In the face of overwhelming evidence, 40-year-old Mark D’Vaz accepted he was driving a BMW when it crashed on the A5086 at Cockermouth early on April 2 last year.
Carlisle Crown Court heard today the BMW driver had failed to negotiate a sharp bend before crashing into a wall and telephone exchange. The latter was destroyed, £80,000 damage was caused and there was an internet blackout for around a fortnight in the Cockermouth area.
There was no sign of the driver at the scene with D’Vaz, of Cockermouth, falsely reporting his vehicle stolen at 9-27am that morning.
D’Vaz made a statement in which he assumed the “thief” must have used a spare key for his car. But police who were very quickly suspicious of his claim analysed an ignition key which D’Vaz later took to a vehicle recovery compound. “Modern keys have a ‘memory’ and police established that key had been used in that car at 2-42am on the morning of the crash,” said prosecutor Brendan Burke. “In interview he said that he had been drinking prosecco with his partner, that he had been taking a form of medication and that he thought the blend sent him into hallucinations.”

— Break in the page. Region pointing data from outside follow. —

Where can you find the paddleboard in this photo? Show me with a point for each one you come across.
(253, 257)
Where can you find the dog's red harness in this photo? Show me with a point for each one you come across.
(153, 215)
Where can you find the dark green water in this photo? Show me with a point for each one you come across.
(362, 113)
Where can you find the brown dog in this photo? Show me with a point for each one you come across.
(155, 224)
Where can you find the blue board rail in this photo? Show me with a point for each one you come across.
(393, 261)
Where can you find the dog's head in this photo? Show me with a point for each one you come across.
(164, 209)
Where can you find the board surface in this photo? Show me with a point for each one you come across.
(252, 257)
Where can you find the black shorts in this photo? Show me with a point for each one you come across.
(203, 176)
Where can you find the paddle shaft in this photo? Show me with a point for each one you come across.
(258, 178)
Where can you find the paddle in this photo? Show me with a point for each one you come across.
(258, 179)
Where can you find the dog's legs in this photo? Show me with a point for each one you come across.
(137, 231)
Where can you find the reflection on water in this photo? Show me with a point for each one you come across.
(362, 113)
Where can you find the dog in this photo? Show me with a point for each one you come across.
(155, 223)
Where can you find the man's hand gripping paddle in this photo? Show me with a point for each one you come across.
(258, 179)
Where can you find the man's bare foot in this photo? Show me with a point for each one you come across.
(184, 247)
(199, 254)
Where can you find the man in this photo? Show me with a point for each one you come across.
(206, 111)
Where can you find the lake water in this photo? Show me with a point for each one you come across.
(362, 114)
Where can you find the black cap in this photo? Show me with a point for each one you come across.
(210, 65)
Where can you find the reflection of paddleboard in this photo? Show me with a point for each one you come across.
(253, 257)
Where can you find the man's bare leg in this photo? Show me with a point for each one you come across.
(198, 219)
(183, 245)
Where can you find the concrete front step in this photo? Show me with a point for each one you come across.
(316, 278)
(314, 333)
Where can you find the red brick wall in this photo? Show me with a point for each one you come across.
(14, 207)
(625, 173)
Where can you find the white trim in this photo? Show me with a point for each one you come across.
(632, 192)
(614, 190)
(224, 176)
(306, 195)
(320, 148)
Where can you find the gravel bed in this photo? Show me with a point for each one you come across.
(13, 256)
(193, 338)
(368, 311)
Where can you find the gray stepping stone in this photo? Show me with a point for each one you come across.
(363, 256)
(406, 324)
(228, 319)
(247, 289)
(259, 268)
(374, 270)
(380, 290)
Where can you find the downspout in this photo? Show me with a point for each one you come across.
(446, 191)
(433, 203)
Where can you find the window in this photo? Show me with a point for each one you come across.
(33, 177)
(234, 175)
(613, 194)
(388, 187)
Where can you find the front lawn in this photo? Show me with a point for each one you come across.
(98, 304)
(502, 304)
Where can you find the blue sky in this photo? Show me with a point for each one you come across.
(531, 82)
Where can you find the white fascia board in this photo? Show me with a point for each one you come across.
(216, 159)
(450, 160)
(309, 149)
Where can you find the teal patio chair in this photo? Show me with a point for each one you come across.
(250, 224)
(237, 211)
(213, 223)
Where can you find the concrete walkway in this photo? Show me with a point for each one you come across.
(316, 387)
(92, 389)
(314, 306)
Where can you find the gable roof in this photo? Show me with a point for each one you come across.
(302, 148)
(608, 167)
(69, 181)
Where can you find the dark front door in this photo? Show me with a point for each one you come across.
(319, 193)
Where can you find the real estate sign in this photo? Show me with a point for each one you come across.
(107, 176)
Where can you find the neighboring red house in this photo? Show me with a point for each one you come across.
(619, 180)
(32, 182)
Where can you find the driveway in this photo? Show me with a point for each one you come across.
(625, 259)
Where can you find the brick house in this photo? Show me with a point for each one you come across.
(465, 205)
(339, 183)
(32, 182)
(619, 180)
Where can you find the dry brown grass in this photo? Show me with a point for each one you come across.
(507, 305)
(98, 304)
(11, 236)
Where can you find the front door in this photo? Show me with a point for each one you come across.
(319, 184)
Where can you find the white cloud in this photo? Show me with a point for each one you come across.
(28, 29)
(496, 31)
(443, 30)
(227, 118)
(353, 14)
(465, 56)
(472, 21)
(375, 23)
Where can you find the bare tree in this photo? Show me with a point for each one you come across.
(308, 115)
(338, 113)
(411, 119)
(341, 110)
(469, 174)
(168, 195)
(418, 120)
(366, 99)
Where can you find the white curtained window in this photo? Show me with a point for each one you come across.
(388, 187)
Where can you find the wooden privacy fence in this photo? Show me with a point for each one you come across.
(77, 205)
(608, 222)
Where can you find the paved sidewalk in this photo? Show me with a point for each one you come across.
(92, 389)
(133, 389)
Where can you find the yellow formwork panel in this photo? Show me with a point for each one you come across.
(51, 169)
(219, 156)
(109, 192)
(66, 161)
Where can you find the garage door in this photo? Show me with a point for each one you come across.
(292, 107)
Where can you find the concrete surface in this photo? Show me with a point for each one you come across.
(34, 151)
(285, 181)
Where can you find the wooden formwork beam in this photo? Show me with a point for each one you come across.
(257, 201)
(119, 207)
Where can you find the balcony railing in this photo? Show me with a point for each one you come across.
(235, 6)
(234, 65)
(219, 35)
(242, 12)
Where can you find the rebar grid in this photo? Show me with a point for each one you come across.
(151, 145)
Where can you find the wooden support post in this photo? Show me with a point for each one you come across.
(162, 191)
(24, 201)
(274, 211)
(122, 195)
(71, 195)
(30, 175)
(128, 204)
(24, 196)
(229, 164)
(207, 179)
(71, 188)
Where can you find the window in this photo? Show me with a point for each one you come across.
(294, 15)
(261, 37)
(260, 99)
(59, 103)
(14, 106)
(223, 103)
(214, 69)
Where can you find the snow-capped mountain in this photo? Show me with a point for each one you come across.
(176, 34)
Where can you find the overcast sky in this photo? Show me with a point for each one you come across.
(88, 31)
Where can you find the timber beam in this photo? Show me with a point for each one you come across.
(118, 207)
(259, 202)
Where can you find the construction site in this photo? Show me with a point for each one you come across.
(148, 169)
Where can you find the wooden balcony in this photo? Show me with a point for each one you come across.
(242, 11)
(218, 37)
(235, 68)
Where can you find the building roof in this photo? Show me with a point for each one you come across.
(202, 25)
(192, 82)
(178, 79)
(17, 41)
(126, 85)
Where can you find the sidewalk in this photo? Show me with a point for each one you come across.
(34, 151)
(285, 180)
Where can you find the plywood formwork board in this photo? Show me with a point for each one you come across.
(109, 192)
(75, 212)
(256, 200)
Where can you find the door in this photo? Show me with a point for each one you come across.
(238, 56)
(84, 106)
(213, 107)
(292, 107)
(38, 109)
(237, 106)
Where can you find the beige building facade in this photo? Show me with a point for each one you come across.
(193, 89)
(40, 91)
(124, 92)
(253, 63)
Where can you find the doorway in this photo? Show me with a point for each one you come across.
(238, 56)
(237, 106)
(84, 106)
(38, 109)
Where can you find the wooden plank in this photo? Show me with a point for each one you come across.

D’Vaz had no recollection of the incident but later admitted charges of perverting the course of justice, careless driving and failing to stop after a collision, and had expressed remorse. A breath test six hours after the collision showed he was below the legal limit.
The court heard D’Vaz was a technical author for a branch of the Sellafield complex with his job involving specialist tasks. He was also a volunteer community first responder, a guitar technician who taught Carlisle Youth Zone attendees and had no previous convictions.
Defence barrister Peter Wilson called the offending “a moment of madness and panic,” and said immediate custody would bring hardship in the face of major difficulties already experienced by D’Vaz, his partner and two young dependant children.
Concluding there was a realistic prospect of rehabilitation, Judge Richard Archer suspended a three-month jail term for 18 months, imposing 180 hours’ unpaid work and a six-month driving ban. It had been, the judge told D’Vaz, a “brazen attempt to avoid detection for your bad driving”.